By contrast, the air campaign against ISIS that Mr. Obama ordered in Iraq has involved 154 strikes in the course of a month — far fewer than necessary in the view of some hawks, but far more than the occasional attacks on satellite terror groups in Africa and Arabia. And that was before Mr. Obama officially expanded the mission to destroying ISIS and effectively erased the border with Syria to send warplanes there as well.
In addition, this war involves a more sprawling and complicated geopolitical landscape than that of Somalia and Yemen, encompassing a broad array of groups, multiple countries, and the broken relationship between the United States and President Bashar al-Assad of Syria, whom Mr. Obama has called on to give up power.
For all that, the campaign Mr. Obama outlined Wednesday night is likely to continue past his departure from office. Much as he was inaugurated with the challenge of finishing Mr. Bush’s wars in Afghanistan and Iraq, the next president will be heir to Mr. Obama’s war in Syria and Iraq.
Mr. Obama’s aides said they hoped to use the next two years to reduce the threat of ISIS enough so that the president’s successor would have an easier time — much as Mr. Bush’s aides strived to get Iraq under control with a troop surge and strategy change before turning it over to Mr. Obama.
“We will do as much of that work as we can with the time that is available to the president,” said a senior administration official who briefed reporters under ground rules that did not allow him to be identified.

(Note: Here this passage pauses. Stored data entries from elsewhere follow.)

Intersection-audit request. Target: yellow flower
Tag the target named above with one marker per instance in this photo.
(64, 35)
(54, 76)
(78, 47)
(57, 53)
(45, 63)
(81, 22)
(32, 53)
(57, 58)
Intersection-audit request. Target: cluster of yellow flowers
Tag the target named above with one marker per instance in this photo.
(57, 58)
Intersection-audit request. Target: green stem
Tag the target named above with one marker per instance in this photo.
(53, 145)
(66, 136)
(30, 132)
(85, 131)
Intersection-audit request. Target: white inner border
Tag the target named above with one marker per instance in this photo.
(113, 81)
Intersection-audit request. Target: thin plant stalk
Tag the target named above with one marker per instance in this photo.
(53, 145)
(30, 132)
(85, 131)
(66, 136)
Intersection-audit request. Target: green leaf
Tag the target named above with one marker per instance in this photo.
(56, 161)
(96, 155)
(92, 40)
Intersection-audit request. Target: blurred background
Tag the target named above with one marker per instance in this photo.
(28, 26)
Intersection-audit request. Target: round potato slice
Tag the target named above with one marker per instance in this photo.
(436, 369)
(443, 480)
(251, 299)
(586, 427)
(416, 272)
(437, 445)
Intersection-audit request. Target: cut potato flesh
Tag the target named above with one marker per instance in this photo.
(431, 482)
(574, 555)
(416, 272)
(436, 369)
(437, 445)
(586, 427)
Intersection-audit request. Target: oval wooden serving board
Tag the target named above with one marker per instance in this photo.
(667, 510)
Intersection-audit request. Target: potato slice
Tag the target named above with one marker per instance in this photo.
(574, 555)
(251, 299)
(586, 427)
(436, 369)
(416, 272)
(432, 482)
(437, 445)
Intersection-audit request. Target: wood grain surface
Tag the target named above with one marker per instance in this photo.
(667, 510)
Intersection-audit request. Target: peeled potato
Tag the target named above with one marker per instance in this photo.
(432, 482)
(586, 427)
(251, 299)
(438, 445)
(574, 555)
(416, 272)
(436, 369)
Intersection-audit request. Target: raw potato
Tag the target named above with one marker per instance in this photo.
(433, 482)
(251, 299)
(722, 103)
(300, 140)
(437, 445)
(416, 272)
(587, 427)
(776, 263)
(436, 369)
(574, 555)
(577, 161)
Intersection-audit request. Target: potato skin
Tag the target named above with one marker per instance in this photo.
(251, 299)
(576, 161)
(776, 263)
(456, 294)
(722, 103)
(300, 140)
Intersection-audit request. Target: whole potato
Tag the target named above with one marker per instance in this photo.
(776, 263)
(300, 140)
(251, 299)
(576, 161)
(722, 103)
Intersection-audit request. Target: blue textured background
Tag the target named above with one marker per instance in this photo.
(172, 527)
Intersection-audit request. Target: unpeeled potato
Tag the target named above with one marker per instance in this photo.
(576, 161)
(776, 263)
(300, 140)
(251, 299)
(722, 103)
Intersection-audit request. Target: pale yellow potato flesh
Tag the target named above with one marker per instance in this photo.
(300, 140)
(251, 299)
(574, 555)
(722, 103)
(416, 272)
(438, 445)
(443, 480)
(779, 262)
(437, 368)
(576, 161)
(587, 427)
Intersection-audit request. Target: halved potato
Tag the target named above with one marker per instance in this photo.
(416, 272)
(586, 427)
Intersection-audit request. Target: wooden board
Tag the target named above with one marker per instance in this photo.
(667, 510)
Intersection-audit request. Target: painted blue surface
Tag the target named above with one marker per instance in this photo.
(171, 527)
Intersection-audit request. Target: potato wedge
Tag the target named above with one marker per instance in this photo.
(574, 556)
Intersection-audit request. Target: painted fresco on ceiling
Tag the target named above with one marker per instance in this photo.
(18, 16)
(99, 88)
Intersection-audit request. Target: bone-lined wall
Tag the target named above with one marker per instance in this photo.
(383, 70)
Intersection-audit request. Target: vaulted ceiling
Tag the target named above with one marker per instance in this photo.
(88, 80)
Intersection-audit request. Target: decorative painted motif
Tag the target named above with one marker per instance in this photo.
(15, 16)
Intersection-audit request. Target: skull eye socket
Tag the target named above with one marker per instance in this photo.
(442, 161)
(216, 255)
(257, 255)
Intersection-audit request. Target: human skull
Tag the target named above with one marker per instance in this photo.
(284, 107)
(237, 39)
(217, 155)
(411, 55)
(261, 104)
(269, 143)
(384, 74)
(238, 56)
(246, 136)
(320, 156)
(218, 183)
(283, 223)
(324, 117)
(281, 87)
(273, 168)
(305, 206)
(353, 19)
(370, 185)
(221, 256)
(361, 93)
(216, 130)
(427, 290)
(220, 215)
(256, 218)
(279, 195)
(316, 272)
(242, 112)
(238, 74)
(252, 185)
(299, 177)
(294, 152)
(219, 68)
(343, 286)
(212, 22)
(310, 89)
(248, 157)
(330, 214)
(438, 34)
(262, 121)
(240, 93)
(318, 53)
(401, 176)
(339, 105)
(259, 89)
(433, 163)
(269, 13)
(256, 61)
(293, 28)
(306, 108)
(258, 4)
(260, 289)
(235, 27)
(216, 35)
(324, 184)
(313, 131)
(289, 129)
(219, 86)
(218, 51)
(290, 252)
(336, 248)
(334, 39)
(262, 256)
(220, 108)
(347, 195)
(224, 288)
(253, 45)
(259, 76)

And then it will be someone else’s turn.Perpetual war, that is what Baker outlines. The CIA has a covert program to train and arm the "moderate" Syrian opposition already. And nowhere this morning have I read any assessment of U.S. efforts to date to work with this "moderate" Syrian opposition, the Free Syrian Army (FSA).
Because if an honest assessment was conducted, even one based solely on the reporting available in "the newspaper of record," one would conclude that the FSA works openly with the jihadis -- ISIS and Nusra. Just at the beginning of this week, David Kirkpatrick had an excellent story, "Qatar’s Support of Islamists Alienates Allies Near and Far," about how fundraisers for the jihadis purchase weapons supplied by the West to the "moderate" opposition:
“All the gulf intelligence agencies are competing in Syria and everyone is trying to get the lion’s share of the Syrian revolution,” Sheikh Shafi al-Ajmi, also recently identified by the United States as a fund-raiser for Al Qaeda’s Syrian affiliate, said in an interview on the Saudi-owned Rotana television network last summer.
He openly acknowledged his role buying weapons from the Western-backed military councils, who sometimes received arms from Qatar. “When the military councils sell the weapons they receive, guess who buys them? It’s me,” he said.This is how it works, and there is zero reason to believe anything will change. Did peace come to Afghanistan and Iraq after the U.S. invasions?
Now the U.S. is not only "doubling down" on the Global War on Terror (GWOT); it is simultaneously engaging Russia in a new Cold War in Ukraine. In other words, Obama, the Peace Prize POTUS, is fighting a Cold War at the same time he is waging a GWOT (which was designed to replace the Cold War as an excuse to maintain U.S. full-spectrum dominance after the Soviet Union collapsed).
What struck me watching Obama last night was how tired and routine his performance was. Here he was announcing a national commitment to perpetual war and he seemed like nothing more than an animatronic puppet.